Woomera has a long history of secret projects. The British
launched their first home-grown satellite from there, and British
nuclear scientists worked there (in the days of atmospheric nuclear
testing, the UK tested in Australia). Later, the US had a secret
installation at Woomera which closed a few years ago; its purpose
has never been fully disclosed for security reasons.

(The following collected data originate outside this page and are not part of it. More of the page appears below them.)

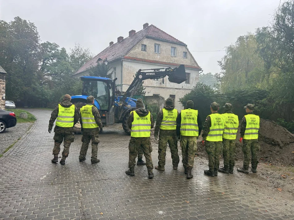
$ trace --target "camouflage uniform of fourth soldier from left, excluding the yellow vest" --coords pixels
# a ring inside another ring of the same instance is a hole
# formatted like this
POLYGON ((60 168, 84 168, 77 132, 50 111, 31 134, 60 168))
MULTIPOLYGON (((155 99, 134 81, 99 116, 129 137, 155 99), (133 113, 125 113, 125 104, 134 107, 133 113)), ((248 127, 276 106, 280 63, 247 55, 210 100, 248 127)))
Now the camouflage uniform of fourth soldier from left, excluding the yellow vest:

There is, inevitably in anything
secret and British, a Bond connection: the builder of the UAV is
QinetiQ, which was the Defence Evaluation and Research Agency
before being privatized, and which deliberately chose the "Q"s that
start and end its name to honor "Q," the arms- and gadget-maker to
Ian Fleming's fictional master spy. The actual CEO of Qinetiq, Sir
John Chisholm (photo), has made cooperation with the US and other
western R&D operations a cornerstone of corporate planning;
Qinetiq is developing an panoply of technologies for everything
from zero-zero VTOL landings of the US/UK Joint Strike Fighter, to
anti-jamming measures for satellite networks, to countermeasures
against submarine torpedoes.
And somewhere in South Australia, they're doing... something...
with a solar powered airplane that flies very high and almost never
comes down.
(Note to editors worldwide: please stop calling unmanned
aircraft "unmanned drones". That term is a registered trademark,
licensed only to the US Government Department of Redundancy
Department. Do you know of any manned drones?).